Former England defender Gareth Southgate wants the FA to appoint an English manager to replace Fabio Capello.
The Italian is set to step down after Euro 2012 and 41-year-old Southgate believes that, in order to aid the development of young coaches, an English candidate should be sought.
“It’s all on record what I said when Fabio was appointed – that the England manager should be English,” Southgate told The People.
“My view was based on the idea that international football should be the best of our country against the best of other countries.”
“Now I’m involved in coach development, I’d also make the argument that you have to give hope and ambition to English coaches.”
“The ultimate job for an Englishman is to manage England and that career pathway should ultimately be open.”
“We’ve got to develop as many people as we can so that in 10 or 15 years’ time, there will be such a pool of talent in place that we won’t need to look elsewhere.”

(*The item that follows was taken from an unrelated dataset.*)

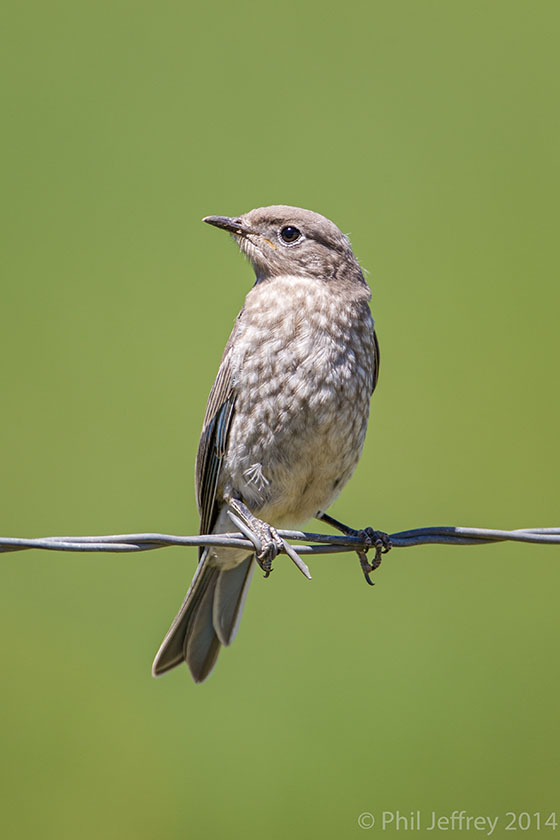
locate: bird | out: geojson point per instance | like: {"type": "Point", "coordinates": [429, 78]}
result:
{"type": "Point", "coordinates": [286, 417]}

The former Middlesbrough boss went on to reiterate the need to end any animosity between clubs and the national set-up.
“One thing Spain and Barcelona have proved is that you can have success for club and country,” he continued.
“Lots of big clubs realise there is a commercial value involved in their players being internationals. For every England schoolboy, it is still the be-all and end-all to be a full international.”
“We have players with 80 or 90 caps and that takes commitment. They get all the criticism for supposedly having a lack of passion but I’ve never seen that.”
“We have to accept players belong to the clubs and that we borrow them but, up to the Under-21 age group, we should be part of a player’s development.”